In one of the first Sandy lawsuits, Cardolite Corp., a manufacturer in Newark, sued its broker, Willis of New Jersey, for failing to "ask or advise Cardolite to purchase flood insurance" for a facility that is located on a river. That facility had $2 million in damage from the storm, but the insurer, National Union, denied coverage because the policy stated that flood insurance was excluded from areas in flood zones, according to court documents filed in the Essex County, N.J. Superior Court.
Other potential post-Sandy claims include whether damage caused by the storm was due to wind or flood usually an excluded peril or if the event should be considered one insured loss or two.
Any type of major catastrophe will trigger lawsuits against agents, said Mark J. LaLonde, president and chief executive officer of PIA Management Services Inc., the umbrella corporation that manages the Glenmont, N.Y.-based Professional Insurance Agents associations of New York State, New Jersey, Connecticut and New Hampshire.
But the association, which also sells E&O policies to agents, said it hasn't seen an influx of E&O claims emerge yet.
One of the carriers the PIA represents has close to 200 policyholders in New Jersey, and has only received four claims so far, LaLonde said.
Even if brokers prevail in a court case, defending the case can be costly for insurers, he said. "It's not a highly profitable line," LaLonde said of the broker E&O business. "It's a limited marketplace."
Attorneys are already on the prowl for clients. The PIA has filed a formal complaint against the law firm Jacoby & Meyers over its advertisement: "If your business lost business due to the storm, your insurance policy should cover it. If it doesn't, your agent made an error. We'll work to correct it."
"The approach is if you haven't been paid, your agent did something wrong, which is not necessarily the case," LaLonde said.
Under old case law in New York, when the insured received his insurance policy, he was presumed to have read it and brokers couldn't be held responsible if something was missing from the policy.
"It was fairly well accepted that a failure to read a policy by an insured would bar recovery from a broker for failing to obtain or advise a client if there was no flood insurance," Ciaccio said, adding that "looking at an insurance policy can make your eyes glaze over."

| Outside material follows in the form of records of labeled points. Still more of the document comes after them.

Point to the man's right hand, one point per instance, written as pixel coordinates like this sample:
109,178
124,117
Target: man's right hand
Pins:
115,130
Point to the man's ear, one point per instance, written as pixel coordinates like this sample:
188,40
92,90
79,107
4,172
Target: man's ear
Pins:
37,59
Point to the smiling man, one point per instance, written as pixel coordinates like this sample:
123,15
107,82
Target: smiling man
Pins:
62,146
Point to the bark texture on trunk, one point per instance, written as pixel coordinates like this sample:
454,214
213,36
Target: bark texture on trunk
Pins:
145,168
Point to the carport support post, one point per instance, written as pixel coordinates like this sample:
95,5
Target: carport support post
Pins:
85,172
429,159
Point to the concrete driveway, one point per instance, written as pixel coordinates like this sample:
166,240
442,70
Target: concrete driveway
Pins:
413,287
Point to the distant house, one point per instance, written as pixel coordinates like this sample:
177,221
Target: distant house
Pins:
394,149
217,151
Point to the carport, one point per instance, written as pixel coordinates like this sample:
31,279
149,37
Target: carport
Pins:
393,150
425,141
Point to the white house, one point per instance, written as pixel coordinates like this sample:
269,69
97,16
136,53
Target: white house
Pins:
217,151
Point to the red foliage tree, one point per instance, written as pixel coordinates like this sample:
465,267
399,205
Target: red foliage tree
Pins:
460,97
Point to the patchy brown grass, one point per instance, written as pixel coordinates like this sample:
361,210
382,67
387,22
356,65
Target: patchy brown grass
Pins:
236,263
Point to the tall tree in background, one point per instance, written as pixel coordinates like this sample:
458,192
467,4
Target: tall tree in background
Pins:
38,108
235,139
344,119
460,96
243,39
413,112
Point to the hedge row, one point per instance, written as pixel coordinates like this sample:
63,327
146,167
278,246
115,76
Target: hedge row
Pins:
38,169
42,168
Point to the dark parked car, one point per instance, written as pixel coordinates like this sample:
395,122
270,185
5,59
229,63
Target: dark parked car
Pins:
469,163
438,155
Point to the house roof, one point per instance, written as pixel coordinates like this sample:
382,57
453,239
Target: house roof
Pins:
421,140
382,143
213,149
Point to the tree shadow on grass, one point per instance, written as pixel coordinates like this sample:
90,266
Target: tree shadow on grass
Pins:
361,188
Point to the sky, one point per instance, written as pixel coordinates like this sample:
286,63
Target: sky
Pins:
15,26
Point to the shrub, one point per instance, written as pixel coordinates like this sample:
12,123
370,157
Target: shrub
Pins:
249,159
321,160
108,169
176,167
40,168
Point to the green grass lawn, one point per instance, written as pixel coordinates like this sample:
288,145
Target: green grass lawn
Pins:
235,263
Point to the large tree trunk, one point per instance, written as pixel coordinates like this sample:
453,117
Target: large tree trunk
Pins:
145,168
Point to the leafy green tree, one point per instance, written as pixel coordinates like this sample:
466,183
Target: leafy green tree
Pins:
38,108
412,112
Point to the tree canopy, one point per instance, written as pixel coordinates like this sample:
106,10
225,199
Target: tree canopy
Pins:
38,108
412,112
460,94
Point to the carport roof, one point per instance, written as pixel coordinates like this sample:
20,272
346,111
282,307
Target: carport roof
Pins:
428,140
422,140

In the Nov. 19, 2012, decision in the American Building Supply Corp. vs. Petrocelli Group Inc. case, the New York Court of Appeals found, "While it is certainly the better practice for an insured to read its policy, an insured should have a right to look to the expertise of its broker with respect to insurance matters," the court wrote. "The failure to read the policy..should not bar altogether an action against a broker."
"It will absolutely encourage more lawsuits in the wake of Sandy," Ciaccio said.

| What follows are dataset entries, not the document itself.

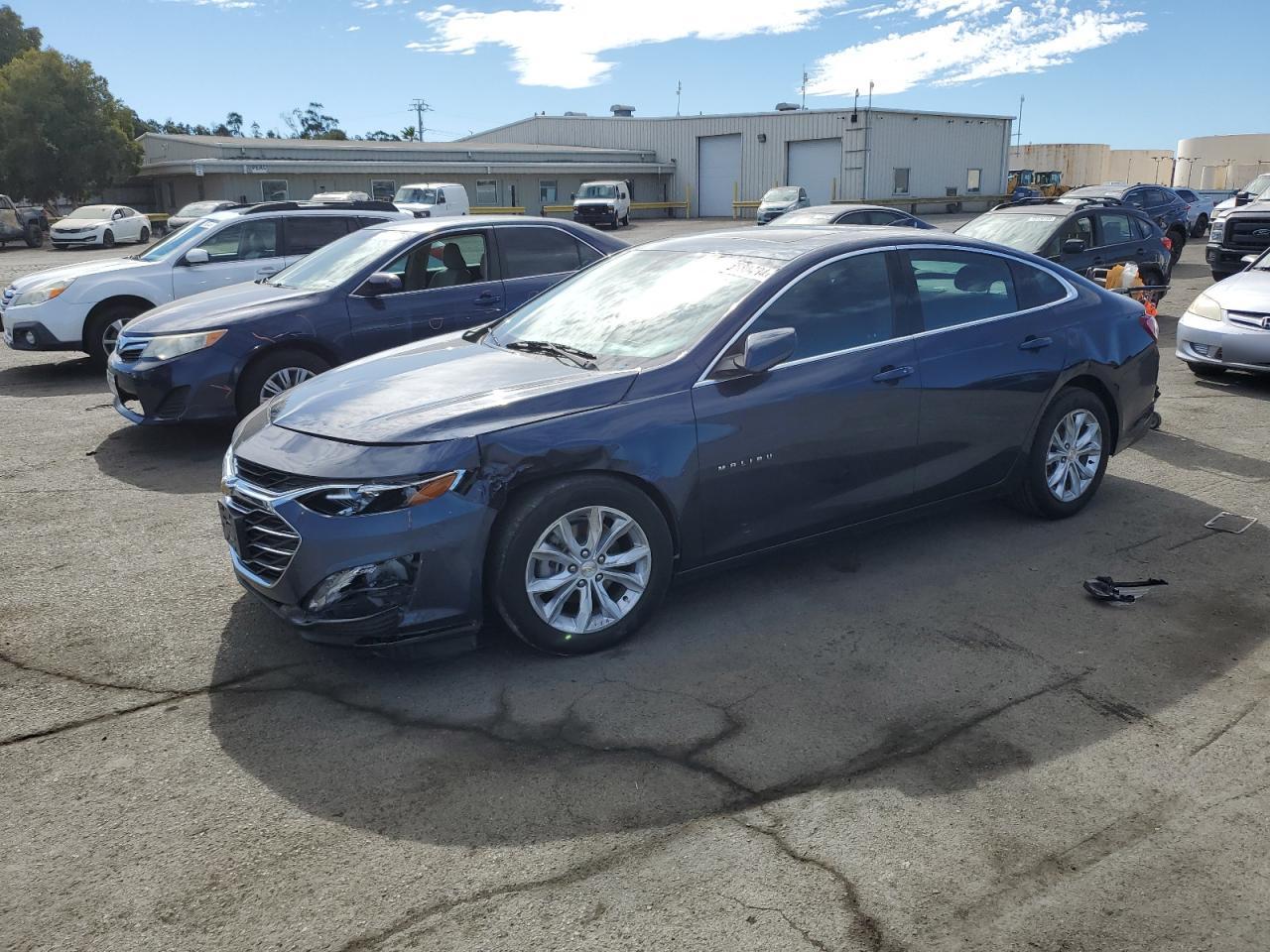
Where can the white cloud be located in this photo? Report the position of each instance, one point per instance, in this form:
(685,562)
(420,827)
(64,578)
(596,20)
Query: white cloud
(559,42)
(970,45)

In the Northeast, just 14% of people surveyed by the Insurance Information Institute had purchased flood insurance in 2012.
"Most policies don't have flood insurance. That's black and white. If flood insurance is not there, the question becomes: Did people ask for it? Then it becomes 'he said-she said'," Ciaccio said.

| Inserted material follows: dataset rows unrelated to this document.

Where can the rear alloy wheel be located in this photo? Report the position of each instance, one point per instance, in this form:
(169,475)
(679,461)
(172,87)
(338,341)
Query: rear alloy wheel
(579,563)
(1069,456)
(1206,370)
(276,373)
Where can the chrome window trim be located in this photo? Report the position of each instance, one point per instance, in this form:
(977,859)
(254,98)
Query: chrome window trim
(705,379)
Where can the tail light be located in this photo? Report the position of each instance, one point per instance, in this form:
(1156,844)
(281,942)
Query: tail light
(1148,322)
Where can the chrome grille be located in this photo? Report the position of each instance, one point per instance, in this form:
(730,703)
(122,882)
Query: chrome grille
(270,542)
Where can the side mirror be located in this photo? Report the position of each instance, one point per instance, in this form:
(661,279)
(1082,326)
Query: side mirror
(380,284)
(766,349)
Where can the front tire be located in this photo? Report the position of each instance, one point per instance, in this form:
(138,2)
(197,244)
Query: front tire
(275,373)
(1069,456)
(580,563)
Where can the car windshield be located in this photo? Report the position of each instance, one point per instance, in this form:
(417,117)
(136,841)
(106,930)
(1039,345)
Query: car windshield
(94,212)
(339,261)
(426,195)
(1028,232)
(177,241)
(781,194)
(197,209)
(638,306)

One potential silver lining in the aftermath of Sandy is there could be a boost in sales of flood insurance going forward. Flood insurance sales rose 5% from 2011 to 2012 in the Northeast after the wake of severe flooding from Hurricane Irene in 2011, the III said.
"People may become more aware of the value of insurance," said Kamaiko. "Sometimes the premium you didn't want to pay before an event occurs becomes well worth it after an event."